Govt shouldnt be owning any bank except ones that otherwise went insolvent. The signing off of banks to other healthy banks is a superior way to go, if it can be done, but Paulson’s plan is second best. It puts the Govt in charge of assets, not banks, and as a result, the rest of the financial industry, the healthy part, is left standing.
Keep injecting that Fed liquidity until the state of shock recedes, get the Govt to buy up the distressed toxic assets, and then do your darndest to get the Govt out of the way.
Washington isn't taking over Wall Street. Wall Street is taking over Washington (I know, they're far down that road already. This just seals the deal).
Now, every time Wall Street gets in trouble, they'll demand another bailout, and Washington will have to give it to them, because the precedent has been set, and if Washington refuses, the big banks will hold back credit as a form of ransom, and people like Henry Paulson will talk down the market and create a panic.
Just watch. In six months, Paulson will be back, saying that the $700 billion wasn't enough, and he'll demand maybe another $400 billion. They'll have to give in, without even the token resistance that we saw on Monday. The precedent has been set, and the elected representatives of the nation no longer run the show.
The Washington political class is too corrupt and incompetent and afraid to face this, but they know what's going on just as well as I do.
Does this scenario appeal to anyone? It's true.
Socialism is the government ownership of the means of productions.
These companies that we would hope to bail out don't produce squat!
Therefore it is technically not socialism.
>>>through the purchase of prior preferred stock by the government, which would put them senior to all shareholders. Preferred shareholders, namely the public, would be the last to realize losses and the first to receive gains.
The new money should be senior to equity AND also senior to the bondholders. Zuckerman is not saying this. He’s just saying senior to equity. The current bondholders should take a haircut and/or stand behind the new money.
This change to Zuckerman’s recommendation would mean all existing debt holders subordinate their debt to the government’s preferreds.
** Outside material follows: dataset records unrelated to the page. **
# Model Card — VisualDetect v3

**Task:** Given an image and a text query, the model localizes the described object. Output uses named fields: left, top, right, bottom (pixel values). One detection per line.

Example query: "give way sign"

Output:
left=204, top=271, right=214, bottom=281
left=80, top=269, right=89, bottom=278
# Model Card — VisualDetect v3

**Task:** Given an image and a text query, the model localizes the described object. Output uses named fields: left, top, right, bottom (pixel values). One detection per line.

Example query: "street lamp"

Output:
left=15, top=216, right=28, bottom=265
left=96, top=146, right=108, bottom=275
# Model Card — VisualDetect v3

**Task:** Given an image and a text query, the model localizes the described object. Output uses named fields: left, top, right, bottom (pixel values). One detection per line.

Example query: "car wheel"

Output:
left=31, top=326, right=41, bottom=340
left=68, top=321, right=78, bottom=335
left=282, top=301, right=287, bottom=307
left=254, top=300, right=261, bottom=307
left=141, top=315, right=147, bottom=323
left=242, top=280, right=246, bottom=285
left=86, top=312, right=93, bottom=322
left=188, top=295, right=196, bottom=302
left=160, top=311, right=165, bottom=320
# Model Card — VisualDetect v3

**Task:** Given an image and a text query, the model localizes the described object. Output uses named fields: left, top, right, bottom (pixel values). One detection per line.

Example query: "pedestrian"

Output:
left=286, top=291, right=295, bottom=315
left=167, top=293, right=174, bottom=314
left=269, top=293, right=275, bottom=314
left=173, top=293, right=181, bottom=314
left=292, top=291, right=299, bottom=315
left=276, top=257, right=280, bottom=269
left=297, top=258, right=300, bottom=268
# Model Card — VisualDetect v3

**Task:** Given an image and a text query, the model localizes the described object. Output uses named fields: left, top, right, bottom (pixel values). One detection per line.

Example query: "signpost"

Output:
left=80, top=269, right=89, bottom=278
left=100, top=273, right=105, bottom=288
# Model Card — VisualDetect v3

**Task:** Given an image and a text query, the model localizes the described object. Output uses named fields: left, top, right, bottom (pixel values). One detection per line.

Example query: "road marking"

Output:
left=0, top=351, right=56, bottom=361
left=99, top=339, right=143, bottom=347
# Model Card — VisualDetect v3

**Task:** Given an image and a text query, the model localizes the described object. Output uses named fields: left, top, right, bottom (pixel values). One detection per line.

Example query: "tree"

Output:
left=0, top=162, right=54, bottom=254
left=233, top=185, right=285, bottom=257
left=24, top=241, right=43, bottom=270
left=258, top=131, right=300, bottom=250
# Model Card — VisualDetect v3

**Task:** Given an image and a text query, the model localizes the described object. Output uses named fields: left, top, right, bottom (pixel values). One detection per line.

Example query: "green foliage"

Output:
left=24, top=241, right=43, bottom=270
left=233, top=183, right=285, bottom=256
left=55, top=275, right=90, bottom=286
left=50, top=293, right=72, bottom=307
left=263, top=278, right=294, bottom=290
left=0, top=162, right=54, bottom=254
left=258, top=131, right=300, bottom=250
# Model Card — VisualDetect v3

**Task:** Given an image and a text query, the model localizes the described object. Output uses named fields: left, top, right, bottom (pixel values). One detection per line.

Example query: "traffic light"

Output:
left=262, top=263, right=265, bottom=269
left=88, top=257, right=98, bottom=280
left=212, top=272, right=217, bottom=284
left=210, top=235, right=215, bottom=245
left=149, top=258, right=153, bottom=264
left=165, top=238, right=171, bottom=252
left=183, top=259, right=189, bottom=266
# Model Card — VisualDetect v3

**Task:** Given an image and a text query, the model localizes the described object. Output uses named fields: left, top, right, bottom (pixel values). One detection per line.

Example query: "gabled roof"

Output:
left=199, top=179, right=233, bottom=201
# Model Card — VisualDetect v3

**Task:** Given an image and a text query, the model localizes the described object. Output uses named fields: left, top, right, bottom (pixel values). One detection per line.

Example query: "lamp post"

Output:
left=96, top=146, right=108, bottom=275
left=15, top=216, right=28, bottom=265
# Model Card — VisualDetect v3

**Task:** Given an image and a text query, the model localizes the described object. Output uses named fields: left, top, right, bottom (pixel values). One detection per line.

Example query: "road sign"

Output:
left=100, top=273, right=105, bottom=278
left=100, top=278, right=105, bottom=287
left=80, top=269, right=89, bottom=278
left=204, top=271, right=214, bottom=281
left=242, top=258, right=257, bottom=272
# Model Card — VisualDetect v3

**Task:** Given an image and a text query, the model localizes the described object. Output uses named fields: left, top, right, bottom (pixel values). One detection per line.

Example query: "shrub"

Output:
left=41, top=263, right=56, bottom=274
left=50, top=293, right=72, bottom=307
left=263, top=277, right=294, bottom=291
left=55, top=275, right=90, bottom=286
If there is to be an unconstitutional government bailout, then this change would make it better.
Take it off their hands at zero. Later give them 10-18% after expences.
“Take it off their hands at zero. “
There would be no offers and it wouldnt help ease frozen credit.
“Later give them 10-18% after expences.”
Actually, I had similar idea a few weeks back. Have Govt buy it ‘on consignment’ as a ‘workout’.
http://travismonitor.blogspot.com/2008/09/some-ideas-to-fix-credit-crisis.html
Financially speaking, the insurance idea (Cantor) is similar but less intrusive and simpler. Just insure the downside on these products based on underlying value, and the insurance itself can be costed out so its a no-cost bailout. Like the FDIC but extended further.
Why not use the bailout money to pour more liquidity into the commercial banks to make sure they can honor deposits, make loans and re-negotiate or foreclose and sell the bad mortgages? That way main street is protected and the specultators take their lumps.